To mitigate this, you need to produce a list
of data lines found, analyze if everything required is there, and decide what to do with any possible duplicates.
请注意,每条数据行都不能再包含跳过"部分,因为它可能会在实际解析器之前跳过信息丰富的行.
Note that each data line can not afford to have "skip" part anymore, since it may skip an informative line before the actual parser.
let skipAndParse2 prefix parser =
ws >>. skipStringCI prefix >>. ws >>. skipChar '=' >>. ws >>. parser
// Here, you create a DU that will say which data line was found
type Result =
| Id of int
| Status of Status
| Count of int
| Irrelevant of string
// here's a combinator parser
let parse2 =
// list of possible data line parsers
// Note they are intentionally reordered
[
skipAndParse2 "Count" count |>> Count
skipAndParse2 "Status" status |>> Status
skipAndParse2 "Job id" jobId |>> Id
// the trailing one would skip a line in case if it has not
// been parsed by any of prior parsers
// a guard rule is needed because of specifics of
// restOfLine behavior at the end of input: namely, it would
// succeed without consuming an input, which leads
// to an infinite loop. Actually FParsec handles this and
// raises an exception
restOfLine true .>> notFollowedByEof |>> Irrelevant
]
|> List.map attempt // each parser is optional
|> choice // on each iteration, one of the parsers must succeed
|> many // a loop
运行代码:
let sample = "
Some irrelevant text.\n\
Job id = 33\n\
Some other text.\n\
Status = Done\n\
And another text.\n\
Count = 10\n\
Trailing text.\n\
"
sample |> run parse2 |> printfn "%A "
将产生以下输出:
Success: [Irrelevant ""; Irrelevant "Some irrelevant text."; Id 33;
Irrelevant ""; Irrelevant "Some other text."; Status Done; Irrelevant "";
Irrelevant "And another text."; Count 10; Irrelevant ""]
进一步处理需要过滤Irrelevant
元素,检查重复项或丢失项,形成Job
记录或引发错误.
Further processing requires filtering Irrelevant
elements, checking for duplicates or missing items, and forming the Job
record, or raising errors.
更新:一个进一步处理以隐藏Result
并返回Job option
的简单示例:
UPDATE: a simple example of further processing to hide out Result
and returning Job option
instead:
// naive implementation of the record maker
// return Job option
// ignores duplicate fields (uses the first one)

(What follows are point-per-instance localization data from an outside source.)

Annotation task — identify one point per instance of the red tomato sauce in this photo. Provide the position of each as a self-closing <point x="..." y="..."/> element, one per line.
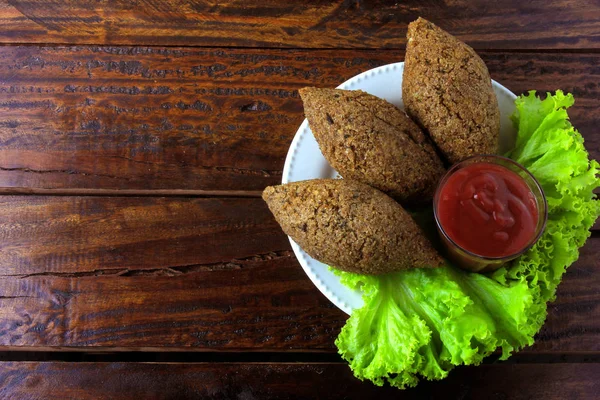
<point x="488" y="210"/>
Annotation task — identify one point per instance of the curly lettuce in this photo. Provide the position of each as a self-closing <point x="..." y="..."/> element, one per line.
<point x="425" y="322"/>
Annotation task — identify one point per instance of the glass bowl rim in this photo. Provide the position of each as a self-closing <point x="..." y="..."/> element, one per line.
<point x="494" y="158"/>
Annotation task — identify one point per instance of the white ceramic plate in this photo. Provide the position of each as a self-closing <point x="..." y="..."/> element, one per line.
<point x="305" y="161"/>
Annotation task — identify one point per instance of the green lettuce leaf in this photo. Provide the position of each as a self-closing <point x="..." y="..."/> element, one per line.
<point x="425" y="322"/>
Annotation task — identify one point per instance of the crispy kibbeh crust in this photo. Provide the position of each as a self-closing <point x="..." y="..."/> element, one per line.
<point x="447" y="89"/>
<point x="369" y="140"/>
<point x="350" y="226"/>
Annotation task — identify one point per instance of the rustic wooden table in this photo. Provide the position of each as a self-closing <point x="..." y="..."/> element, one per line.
<point x="136" y="256"/>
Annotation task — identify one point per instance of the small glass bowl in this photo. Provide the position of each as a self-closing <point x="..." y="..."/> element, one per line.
<point x="475" y="262"/>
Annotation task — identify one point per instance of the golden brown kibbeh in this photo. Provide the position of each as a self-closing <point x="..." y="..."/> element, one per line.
<point x="367" y="139"/>
<point x="350" y="226"/>
<point x="447" y="89"/>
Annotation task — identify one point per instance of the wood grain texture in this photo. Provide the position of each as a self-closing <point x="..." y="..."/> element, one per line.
<point x="133" y="118"/>
<point x="313" y="24"/>
<point x="285" y="381"/>
<point x="192" y="274"/>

// returns None if any field is missing
let MakeJob arguments =
let a' =
arguments
|> List.filter (function |Irrelevant _ -> false | _ -> true)
try
let theId = a' |> List.pick (function |Id x -> Some x | _ -> None)

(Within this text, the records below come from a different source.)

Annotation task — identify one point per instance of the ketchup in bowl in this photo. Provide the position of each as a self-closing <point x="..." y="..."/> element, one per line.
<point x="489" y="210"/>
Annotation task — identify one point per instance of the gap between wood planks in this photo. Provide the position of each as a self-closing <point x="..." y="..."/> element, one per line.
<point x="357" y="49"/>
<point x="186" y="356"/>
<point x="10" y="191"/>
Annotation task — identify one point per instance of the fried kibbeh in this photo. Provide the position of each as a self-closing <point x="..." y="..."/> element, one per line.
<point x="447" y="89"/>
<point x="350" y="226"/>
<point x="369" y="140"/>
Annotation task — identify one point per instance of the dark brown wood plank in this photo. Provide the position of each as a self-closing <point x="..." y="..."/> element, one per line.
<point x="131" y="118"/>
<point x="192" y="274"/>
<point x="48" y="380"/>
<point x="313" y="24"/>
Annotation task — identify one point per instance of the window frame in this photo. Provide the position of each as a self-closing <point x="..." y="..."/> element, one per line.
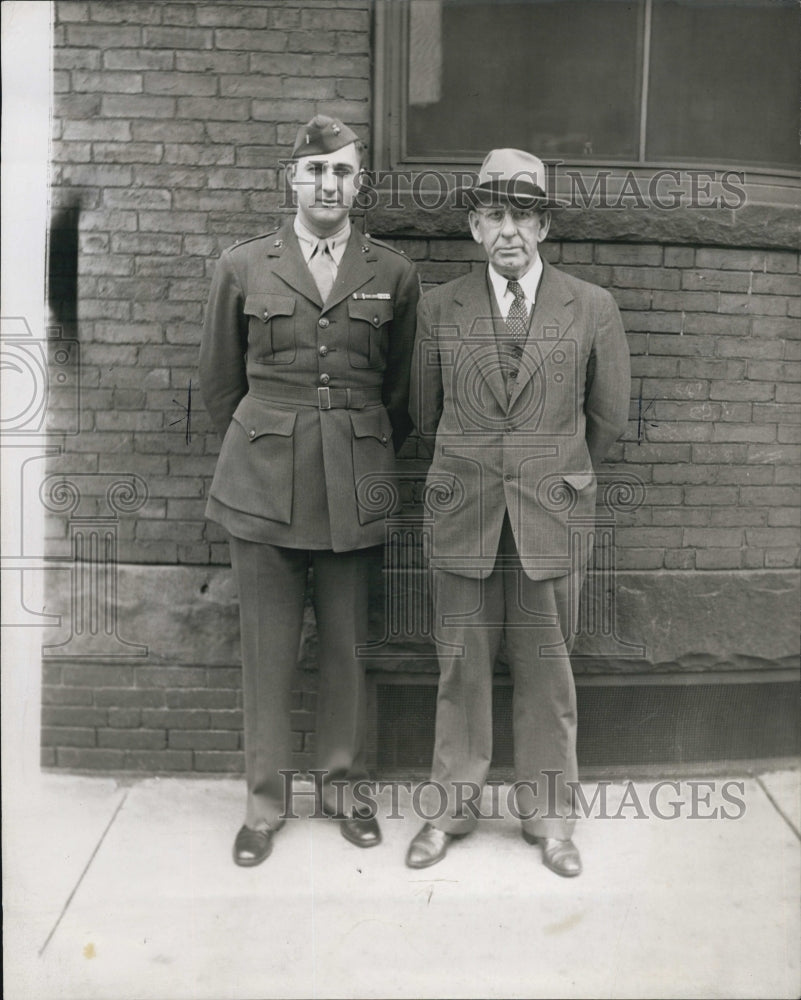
<point x="767" y="189"/>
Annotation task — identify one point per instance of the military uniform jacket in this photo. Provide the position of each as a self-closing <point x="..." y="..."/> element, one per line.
<point x="525" y="445"/>
<point x="310" y="398"/>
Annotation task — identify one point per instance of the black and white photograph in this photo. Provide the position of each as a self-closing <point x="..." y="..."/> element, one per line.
<point x="400" y="427"/>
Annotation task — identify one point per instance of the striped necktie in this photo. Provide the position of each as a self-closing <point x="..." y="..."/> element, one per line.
<point x="517" y="319"/>
<point x="323" y="268"/>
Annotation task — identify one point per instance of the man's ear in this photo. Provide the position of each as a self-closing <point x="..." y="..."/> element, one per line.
<point x="473" y="220"/>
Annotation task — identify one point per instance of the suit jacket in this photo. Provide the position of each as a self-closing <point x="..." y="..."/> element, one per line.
<point x="292" y="457"/>
<point x="526" y="447"/>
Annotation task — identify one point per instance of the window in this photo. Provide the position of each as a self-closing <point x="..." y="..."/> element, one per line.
<point x="624" y="82"/>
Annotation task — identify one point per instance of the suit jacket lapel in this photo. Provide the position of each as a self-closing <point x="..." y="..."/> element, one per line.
<point x="475" y="318"/>
<point x="551" y="319"/>
<point x="357" y="266"/>
<point x="290" y="266"/>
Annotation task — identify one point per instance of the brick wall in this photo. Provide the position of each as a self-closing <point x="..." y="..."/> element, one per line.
<point x="169" y="122"/>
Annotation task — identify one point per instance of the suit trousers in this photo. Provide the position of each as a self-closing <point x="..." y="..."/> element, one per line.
<point x="537" y="619"/>
<point x="272" y="587"/>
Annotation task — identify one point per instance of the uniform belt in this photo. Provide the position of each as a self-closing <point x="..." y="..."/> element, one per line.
<point x="323" y="397"/>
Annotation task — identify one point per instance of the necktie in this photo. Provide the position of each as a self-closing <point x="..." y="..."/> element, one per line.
<point x="323" y="268"/>
<point x="517" y="319"/>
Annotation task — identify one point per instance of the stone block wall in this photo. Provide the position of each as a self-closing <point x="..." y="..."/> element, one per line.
<point x="170" y="120"/>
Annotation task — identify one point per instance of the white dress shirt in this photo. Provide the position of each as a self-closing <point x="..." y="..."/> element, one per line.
<point x="529" y="282"/>
<point x="336" y="241"/>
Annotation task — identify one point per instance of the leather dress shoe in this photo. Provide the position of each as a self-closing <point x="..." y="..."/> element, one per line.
<point x="428" y="847"/>
<point x="251" y="847"/>
<point x="361" y="829"/>
<point x="561" y="856"/>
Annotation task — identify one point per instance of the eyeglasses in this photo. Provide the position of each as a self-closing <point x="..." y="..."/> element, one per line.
<point x="520" y="216"/>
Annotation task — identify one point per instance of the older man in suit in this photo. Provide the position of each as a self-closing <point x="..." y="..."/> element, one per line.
<point x="304" y="367"/>
<point x="520" y="384"/>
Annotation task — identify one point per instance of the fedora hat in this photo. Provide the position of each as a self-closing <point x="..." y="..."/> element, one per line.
<point x="511" y="175"/>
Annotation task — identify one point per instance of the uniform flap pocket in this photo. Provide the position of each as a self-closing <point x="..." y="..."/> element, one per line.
<point x="371" y="423"/>
<point x="258" y="418"/>
<point x="579" y="480"/>
<point x="267" y="305"/>
<point x="373" y="311"/>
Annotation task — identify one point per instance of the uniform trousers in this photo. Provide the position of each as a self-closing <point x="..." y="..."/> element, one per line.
<point x="537" y="619"/>
<point x="272" y="586"/>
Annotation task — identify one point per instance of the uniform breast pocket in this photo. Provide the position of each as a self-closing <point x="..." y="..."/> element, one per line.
<point x="368" y="332"/>
<point x="271" y="328"/>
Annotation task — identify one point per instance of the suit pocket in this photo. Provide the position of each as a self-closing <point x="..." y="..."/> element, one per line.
<point x="368" y="332"/>
<point x="255" y="471"/>
<point x="373" y="464"/>
<point x="271" y="328"/>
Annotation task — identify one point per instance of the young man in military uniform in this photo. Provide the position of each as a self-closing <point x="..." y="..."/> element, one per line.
<point x="304" y="367"/>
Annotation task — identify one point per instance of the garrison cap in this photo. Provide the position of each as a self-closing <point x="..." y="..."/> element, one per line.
<point x="322" y="135"/>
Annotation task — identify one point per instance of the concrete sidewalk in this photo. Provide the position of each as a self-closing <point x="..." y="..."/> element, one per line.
<point x="117" y="890"/>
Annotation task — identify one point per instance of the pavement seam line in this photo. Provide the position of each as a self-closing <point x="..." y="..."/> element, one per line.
<point x="86" y="868"/>
<point x="777" y="807"/>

let theStatus = a' |> List.pick (function |Status x -> Some x | _ -> None)
let theCount = a' |> List.pick (function |Count x -> Some x | _ -> None)
Some { Id=theId; Status = theStatus; Count = theCount }
with
| :?System.Collections.Generic.KeyNotFoundException -> None
要使用它,只需将以下行添加到parse2
的代码中:
To use it, simply add the following line to the code of parse2
:
|>> MakeJob
这篇关于FParsec:如何组合解析器,以便它们可以按任意顺序进行匹配的文章就介绍到这了,希望我们推荐的答案对大家有所帮助,也希望大家多多支持IT屋!